On 11 Apr 2014, at 20:45, Asher Royce Yaffee <ashersensei@gmail.com> wrote:

   My first question is, what science lessons would you like to see inserted into my kids' Traveller adventures?

There are some good astronomy and phyiscs lessons to be had in space and plenty of pictures from NASA to help.

One thing to do is to show how empty space is: stand on one asteroid and you can't see the next one, never mind needing to dodge it.

http://joshworth.com/dev/pixelspace/pixelspace_solarsystem.html

Plus standing on an asteroid means that they don't have artificial gravity, so there is the demonstration that weightless doesn't mean there is no inertia and the lack of friction to hide Newton's laws of motion: how does a floating spaceman get back to the spaceship?

And a small asteroid makes it easier to demonstrate orbits because orbital and escape velocities are so low - the SF story of the spy in a spacesuit vs a spaceship comes to mind.
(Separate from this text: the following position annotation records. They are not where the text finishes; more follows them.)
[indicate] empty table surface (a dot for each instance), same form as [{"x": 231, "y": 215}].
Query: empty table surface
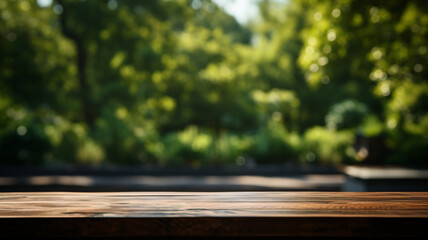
[{"x": 133, "y": 214}]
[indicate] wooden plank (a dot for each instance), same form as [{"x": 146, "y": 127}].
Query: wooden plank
[{"x": 134, "y": 214}]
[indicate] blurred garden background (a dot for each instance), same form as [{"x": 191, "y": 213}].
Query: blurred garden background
[{"x": 183, "y": 83}]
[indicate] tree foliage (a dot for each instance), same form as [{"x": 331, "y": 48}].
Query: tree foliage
[{"x": 182, "y": 83}]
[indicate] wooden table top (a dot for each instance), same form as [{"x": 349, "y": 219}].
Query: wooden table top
[{"x": 130, "y": 214}]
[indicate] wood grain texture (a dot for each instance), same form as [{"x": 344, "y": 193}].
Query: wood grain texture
[{"x": 134, "y": 214}]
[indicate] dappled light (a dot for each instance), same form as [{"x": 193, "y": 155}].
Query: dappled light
[{"x": 194, "y": 83}]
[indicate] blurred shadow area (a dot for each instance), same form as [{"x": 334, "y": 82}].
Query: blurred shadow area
[{"x": 211, "y": 84}]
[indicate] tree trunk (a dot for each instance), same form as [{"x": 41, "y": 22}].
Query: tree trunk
[{"x": 81, "y": 61}]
With Traveller ships you get to cheat (jump space and normal space drives, as well as contra grav) so you can go chasing radio messages. You can also see the difference between driving to orbital altitude at 100mph and being in orbit at 7.8km/s - there are lots of things moving very rapidly to dodge if hovering in low orbit altitude using CG. Also the fact that the Earth is round and isn't stationary: it's moving rapidly around the sun.